Photographer Jana Romanova is suing VICE Media for using a photo from her series Waiting without permission… again. This is Romanova’s second copyright infringement lawsuit agains VICE over the same photo series.

According to PDN, this second infringement happened on VICE Media website Motherboard on Feb 14, in an article titled “Love is Strange.” The article used Romanova’s photo of an expecting couple sleeping together—a photo registered with the US Copyright Office, and which the photographer claims VICE neither licensed nor asked for permission to use.
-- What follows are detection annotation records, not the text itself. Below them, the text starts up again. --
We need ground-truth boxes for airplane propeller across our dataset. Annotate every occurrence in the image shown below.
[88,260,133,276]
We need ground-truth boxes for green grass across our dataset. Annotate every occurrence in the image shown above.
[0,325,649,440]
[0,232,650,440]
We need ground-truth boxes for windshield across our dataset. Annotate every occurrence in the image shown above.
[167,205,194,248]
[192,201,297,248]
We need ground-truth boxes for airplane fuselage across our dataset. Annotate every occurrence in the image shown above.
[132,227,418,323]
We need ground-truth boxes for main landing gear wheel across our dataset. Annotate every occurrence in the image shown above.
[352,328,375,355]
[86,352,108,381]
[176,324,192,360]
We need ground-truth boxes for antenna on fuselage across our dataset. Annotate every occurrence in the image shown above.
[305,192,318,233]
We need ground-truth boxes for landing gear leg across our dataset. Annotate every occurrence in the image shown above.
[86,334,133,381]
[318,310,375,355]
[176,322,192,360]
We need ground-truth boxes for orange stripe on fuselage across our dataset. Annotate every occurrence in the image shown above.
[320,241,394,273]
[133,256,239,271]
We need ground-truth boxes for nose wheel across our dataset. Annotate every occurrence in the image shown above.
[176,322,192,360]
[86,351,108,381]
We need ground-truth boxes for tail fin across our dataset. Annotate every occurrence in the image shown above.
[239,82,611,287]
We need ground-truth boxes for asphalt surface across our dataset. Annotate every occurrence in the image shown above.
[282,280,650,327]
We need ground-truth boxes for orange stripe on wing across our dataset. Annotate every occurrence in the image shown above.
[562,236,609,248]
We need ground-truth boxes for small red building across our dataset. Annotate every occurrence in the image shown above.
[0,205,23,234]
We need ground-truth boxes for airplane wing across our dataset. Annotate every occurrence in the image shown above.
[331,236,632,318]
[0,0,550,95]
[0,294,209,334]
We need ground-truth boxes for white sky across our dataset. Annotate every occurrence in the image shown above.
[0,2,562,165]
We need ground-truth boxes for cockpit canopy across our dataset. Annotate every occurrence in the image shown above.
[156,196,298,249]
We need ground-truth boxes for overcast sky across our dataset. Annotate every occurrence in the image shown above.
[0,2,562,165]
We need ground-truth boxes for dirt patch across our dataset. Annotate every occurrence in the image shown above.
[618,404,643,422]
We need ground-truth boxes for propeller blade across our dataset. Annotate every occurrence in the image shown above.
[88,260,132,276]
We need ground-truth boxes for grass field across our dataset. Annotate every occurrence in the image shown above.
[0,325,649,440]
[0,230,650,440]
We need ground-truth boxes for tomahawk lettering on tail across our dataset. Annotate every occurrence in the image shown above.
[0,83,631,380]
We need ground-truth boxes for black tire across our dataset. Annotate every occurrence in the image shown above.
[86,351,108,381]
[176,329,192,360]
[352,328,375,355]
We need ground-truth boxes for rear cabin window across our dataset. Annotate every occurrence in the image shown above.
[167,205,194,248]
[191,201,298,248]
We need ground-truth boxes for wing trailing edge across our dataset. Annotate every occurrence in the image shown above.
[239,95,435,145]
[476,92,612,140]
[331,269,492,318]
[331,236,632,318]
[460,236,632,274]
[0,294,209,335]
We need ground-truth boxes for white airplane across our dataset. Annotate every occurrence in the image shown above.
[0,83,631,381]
The current version of the article includes a bold credit line that reads “Image: Jana Romanova”, and links to a VICE feature of the Waiting series from 2012. Whether this is a defensive move, standard policy, or an attempt to point out that they did, at least at one time, have permission to use the photo, we don’t know. But Romanova’s credit line is conspicuously large—several times bigger than the author’s byline.

Bold credit line aside, what makes this particular case of infringement stranger than most is the fact that it happened once before.

In November, Romanova sued VICE for infringement after their main website published one of her Waiting photos above an article titled “What It’s Like to Be a Millennial in a Sexless Relationship.” VICE settled that case, so why would they willfully infringe the copyright of the same photographer again… using a photo from the same photo series?

The media company is not coming off in a good light here. In a Facebook post from November of 2016 about the first infringement, Romanova says she “asked [VICE] to make a public apology on Facebook to the couple in the photograph. Because it’s not only stealing the image, but also a libel of the couple’s sexual relations.” In response, VICE wrote her, “we are under no obligation to publicly apologize to you or to the people in the photograph.”

The terms of the previous settlement are confidential, so we have no idea what VICE was required to pay out to Romanova for the use, but this second infringement could result in “significantly higher” damages according to her lawyer, Richard Liebowitz.